Immigration has been strong over the past two years, creating a flood of potential workers that will pay more in the job market and lead to surprises and quirks in closely watched economic data.
The Congressional Budget Office estimates Net immigration totaled about 3.3 million people This year, 2023 matches the number and exceeds the 900,000 that was normal before the pandemic.
As the jump has come Legal migration And Borderline fears The rise, and the jump of immigration, is political ControversialA pop in population spurs strong hiring.
As immigration adds to the labor supply, economists expect job growth to be strong without overheating the economy. A Brookings Institution analysis Recently Employers are estimated to be able to add 160,000 to 200,000 jobs per month this year without the risk of rising wages and inflation. Without all the immigration, it would have been 60,000 to 100,000.
But because immigration flows are uncertain, estimates of that “breakeven” employment level vary widely. Goldman Sachs puts it at 125,000, while economists at Morgan Stanley think it could be as high as 265,000.
Recent data may help explain a mystery of immigration: a large gap between the two primary employment measures.
Every month, the government releases employment statistics based on two surveys. The “Establishment Survey” collects data on businesses and government agencies and is used to measure overall job gains. The second measure, the Census of Households, is the basis for Census Bureau estimates, the unemployment rate, and most demographic information.

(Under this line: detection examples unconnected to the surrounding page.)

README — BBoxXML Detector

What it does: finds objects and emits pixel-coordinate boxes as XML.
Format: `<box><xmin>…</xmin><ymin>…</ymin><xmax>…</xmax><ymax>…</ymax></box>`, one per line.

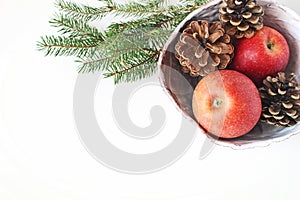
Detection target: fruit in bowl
<box><xmin>232</xmin><ymin>26</ymin><xmax>290</xmax><ymax>86</ymax></box>
<box><xmin>192</xmin><ymin>70</ymin><xmax>262</xmax><ymax>138</ymax></box>
<box><xmin>158</xmin><ymin>0</ymin><xmax>300</xmax><ymax>149</ymax></box>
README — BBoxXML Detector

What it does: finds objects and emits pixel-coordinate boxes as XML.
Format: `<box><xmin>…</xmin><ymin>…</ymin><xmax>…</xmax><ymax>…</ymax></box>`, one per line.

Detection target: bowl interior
<box><xmin>158</xmin><ymin>1</ymin><xmax>300</xmax><ymax>146</ymax></box>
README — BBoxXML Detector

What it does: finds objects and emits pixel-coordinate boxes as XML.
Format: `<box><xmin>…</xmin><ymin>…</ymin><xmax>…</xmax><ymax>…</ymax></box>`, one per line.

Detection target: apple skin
<box><xmin>232</xmin><ymin>26</ymin><xmax>290</xmax><ymax>87</ymax></box>
<box><xmin>192</xmin><ymin>70</ymin><xmax>262</xmax><ymax>138</ymax></box>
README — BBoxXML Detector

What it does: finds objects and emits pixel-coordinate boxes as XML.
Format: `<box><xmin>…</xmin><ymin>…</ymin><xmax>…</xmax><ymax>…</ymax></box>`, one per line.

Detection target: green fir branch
<box><xmin>37</xmin><ymin>0</ymin><xmax>208</xmax><ymax>83</ymax></box>
<box><xmin>56</xmin><ymin>0</ymin><xmax>113</xmax><ymax>21</ymax></box>
<box><xmin>49</xmin><ymin>14</ymin><xmax>104</xmax><ymax>41</ymax></box>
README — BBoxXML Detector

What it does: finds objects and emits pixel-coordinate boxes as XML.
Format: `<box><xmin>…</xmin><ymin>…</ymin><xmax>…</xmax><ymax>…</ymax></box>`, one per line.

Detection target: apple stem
<box><xmin>212</xmin><ymin>98</ymin><xmax>223</xmax><ymax>108</ymax></box>
<box><xmin>267</xmin><ymin>41</ymin><xmax>274</xmax><ymax>50</ymax></box>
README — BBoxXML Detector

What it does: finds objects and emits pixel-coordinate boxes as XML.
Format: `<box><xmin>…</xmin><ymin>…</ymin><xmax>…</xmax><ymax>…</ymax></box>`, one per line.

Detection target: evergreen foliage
<box><xmin>37</xmin><ymin>0</ymin><xmax>207</xmax><ymax>83</ymax></box>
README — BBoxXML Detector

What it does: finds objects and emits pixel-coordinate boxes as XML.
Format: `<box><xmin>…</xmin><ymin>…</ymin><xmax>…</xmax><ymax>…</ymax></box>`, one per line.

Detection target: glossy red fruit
<box><xmin>193</xmin><ymin>70</ymin><xmax>262</xmax><ymax>138</ymax></box>
<box><xmin>233</xmin><ymin>26</ymin><xmax>290</xmax><ymax>86</ymax></box>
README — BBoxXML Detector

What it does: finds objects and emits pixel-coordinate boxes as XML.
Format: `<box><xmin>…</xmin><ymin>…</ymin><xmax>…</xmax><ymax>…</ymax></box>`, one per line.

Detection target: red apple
<box><xmin>192</xmin><ymin>70</ymin><xmax>262</xmax><ymax>138</ymax></box>
<box><xmin>233</xmin><ymin>26</ymin><xmax>290</xmax><ymax>86</ymax></box>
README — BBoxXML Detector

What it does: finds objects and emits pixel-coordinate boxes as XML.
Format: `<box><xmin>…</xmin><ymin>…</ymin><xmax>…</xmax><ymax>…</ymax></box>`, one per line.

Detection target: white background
<box><xmin>0</xmin><ymin>0</ymin><xmax>300</xmax><ymax>200</ymax></box>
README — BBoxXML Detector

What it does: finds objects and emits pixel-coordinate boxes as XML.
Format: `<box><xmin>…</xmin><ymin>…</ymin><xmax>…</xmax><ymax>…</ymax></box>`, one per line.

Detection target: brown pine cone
<box><xmin>219</xmin><ymin>0</ymin><xmax>264</xmax><ymax>39</ymax></box>
<box><xmin>259</xmin><ymin>72</ymin><xmax>300</xmax><ymax>127</ymax></box>
<box><xmin>175</xmin><ymin>20</ymin><xmax>234</xmax><ymax>77</ymax></box>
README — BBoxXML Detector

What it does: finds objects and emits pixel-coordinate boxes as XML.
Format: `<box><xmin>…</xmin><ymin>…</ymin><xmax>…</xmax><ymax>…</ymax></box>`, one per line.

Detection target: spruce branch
<box><xmin>37</xmin><ymin>36</ymin><xmax>98</xmax><ymax>57</ymax></box>
<box><xmin>49</xmin><ymin>14</ymin><xmax>104</xmax><ymax>41</ymax></box>
<box><xmin>56</xmin><ymin>0</ymin><xmax>112</xmax><ymax>21</ymax></box>
<box><xmin>37</xmin><ymin>0</ymin><xmax>208</xmax><ymax>83</ymax></box>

Although the household survey showed a decline, the company survey showed hiring increases in recent months. Such a large difference is unusual, and analysts are scrambling to figure out which poll gives the more reliable reading.
Immigration may be behind at least some of the cleavages. Companies typically report hiring all types of workers, including immigrants, in real time. This explains the strong job gains in the establishment survey. Census estimates, on the other hand, may pick up the recent surge in immigration only with a delay.
For the housing survey, “immigration data that feeds the estimate lags by a year and a half,” economists at Morgan Stanley wrote. “On the contrary, we think the wage survey may be right.”